The docent didn’t miss a beat. “The Puritans believed everything was the work of the devil. But necessity dictated that shelter against the harsh New England winters take precedence over fear.” She raised her brows theatrically. “At least for a while.”

Callie felt her stomach churn the way it had once when she’d gotten seasick.

The docent motioned for the group to follow. In the corner were a spinning wheel and a small table and chair with a biblical primer opened to a children’s lesson.

“This is where Mother would spin flax for thread, as the children sat at the table and learned their lessons during those long winters.”

“What was Dad doing all this time?” a woman asked.

“In the case of the Hathorne family, the mother was widowed.”

A few people murmured words of sympathy.

“Which, at the time, unless you had strong healthy children to help work the fields, would lead to desperation and poverty. In 1692, after the worst winter they’d yet endured, the Puritans began to blame their old standby, the devil. In Goodwife Hathorne’s case, she accused the Whiting matriarch of witchcraft,” the docent said.

Now the group made less sympathetic sounds.

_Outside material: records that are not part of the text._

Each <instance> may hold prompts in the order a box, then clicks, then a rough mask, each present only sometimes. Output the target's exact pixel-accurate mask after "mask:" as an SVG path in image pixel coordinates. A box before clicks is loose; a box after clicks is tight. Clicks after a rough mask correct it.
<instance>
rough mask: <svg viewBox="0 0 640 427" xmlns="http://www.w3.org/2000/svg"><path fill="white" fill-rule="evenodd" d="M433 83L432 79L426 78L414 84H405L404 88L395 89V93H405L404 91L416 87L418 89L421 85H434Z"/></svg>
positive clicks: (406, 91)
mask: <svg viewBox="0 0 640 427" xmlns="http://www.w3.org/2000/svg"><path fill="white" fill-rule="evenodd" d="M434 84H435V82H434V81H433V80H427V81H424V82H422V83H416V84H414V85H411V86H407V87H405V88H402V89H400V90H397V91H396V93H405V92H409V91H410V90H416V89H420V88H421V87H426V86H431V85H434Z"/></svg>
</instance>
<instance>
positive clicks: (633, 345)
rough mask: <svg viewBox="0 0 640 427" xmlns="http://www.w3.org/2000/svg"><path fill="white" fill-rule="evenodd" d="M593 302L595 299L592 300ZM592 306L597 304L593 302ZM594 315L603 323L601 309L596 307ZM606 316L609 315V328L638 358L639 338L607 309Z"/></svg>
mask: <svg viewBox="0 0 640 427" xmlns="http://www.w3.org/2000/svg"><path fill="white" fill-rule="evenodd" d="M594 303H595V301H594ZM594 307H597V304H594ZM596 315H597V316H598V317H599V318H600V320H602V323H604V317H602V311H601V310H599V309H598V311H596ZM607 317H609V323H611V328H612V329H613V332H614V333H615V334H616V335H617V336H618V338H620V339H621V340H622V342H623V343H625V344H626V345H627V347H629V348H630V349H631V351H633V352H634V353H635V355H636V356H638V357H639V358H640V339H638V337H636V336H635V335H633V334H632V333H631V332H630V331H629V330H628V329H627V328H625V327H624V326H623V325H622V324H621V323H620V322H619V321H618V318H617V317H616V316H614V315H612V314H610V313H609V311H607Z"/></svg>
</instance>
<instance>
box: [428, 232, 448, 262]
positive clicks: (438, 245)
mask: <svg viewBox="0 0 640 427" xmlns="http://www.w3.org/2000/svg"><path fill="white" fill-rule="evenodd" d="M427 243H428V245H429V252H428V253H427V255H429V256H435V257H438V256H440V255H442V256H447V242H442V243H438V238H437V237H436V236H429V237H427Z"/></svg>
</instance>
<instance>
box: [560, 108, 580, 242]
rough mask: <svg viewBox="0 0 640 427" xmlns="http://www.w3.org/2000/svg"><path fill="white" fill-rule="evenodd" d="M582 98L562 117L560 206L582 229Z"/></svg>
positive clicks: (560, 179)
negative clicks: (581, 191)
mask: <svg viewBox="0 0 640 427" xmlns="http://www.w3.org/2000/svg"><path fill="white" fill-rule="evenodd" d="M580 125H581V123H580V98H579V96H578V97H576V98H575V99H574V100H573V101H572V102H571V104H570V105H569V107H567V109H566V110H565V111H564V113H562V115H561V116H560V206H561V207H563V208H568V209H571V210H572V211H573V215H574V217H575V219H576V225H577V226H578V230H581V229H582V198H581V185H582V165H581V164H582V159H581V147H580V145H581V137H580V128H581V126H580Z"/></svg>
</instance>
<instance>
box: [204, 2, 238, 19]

“Specifically, she claimed the Whiting woman killed her cow by putting a spell on it that caused its milk to sour and then compelled the creature to run into the ocean and drown itself.”

Some of the group scoffed.

“Perhaps an early version of mad cow disease attributed to witchcraft,” the docent offered. “But then Goodwife Whiting countered the accusation with one of her own. She claimed that Goodwife Hathorne had bewitched her husband, using herbs from the Hathornes’ garden.”

“That happened in our neighborhood just the other day,” a woman deadpanned and got a laugh.

“Both women sat in Salem Jail for a long time, but neither was executed. Eventually, they stopped the executions, and the Court of Oyer and Terminer was disbanded.”

“Hanging judges and spectral evidence, that’s what Oyer and Terminer should be remembered for,” said another member of the tour.

The docent nodded. “After the governor’s wife was accused of being in league with the devil, a newly appointed court put an end to the trials, and those in jail were released. But being released was not the same as being free. You had to pay for your jail time, both room and board. Goodwife Hathorne was forced to sell her land to the Whiting family, everything but the house you’re standing in.”

Marta entered the room at just this moment. “Emily loves that part of the story,” she said, rolling her eyes and hustling Callie away from the group. She led her to a small bedroom, saying, “This is not part of the tour.”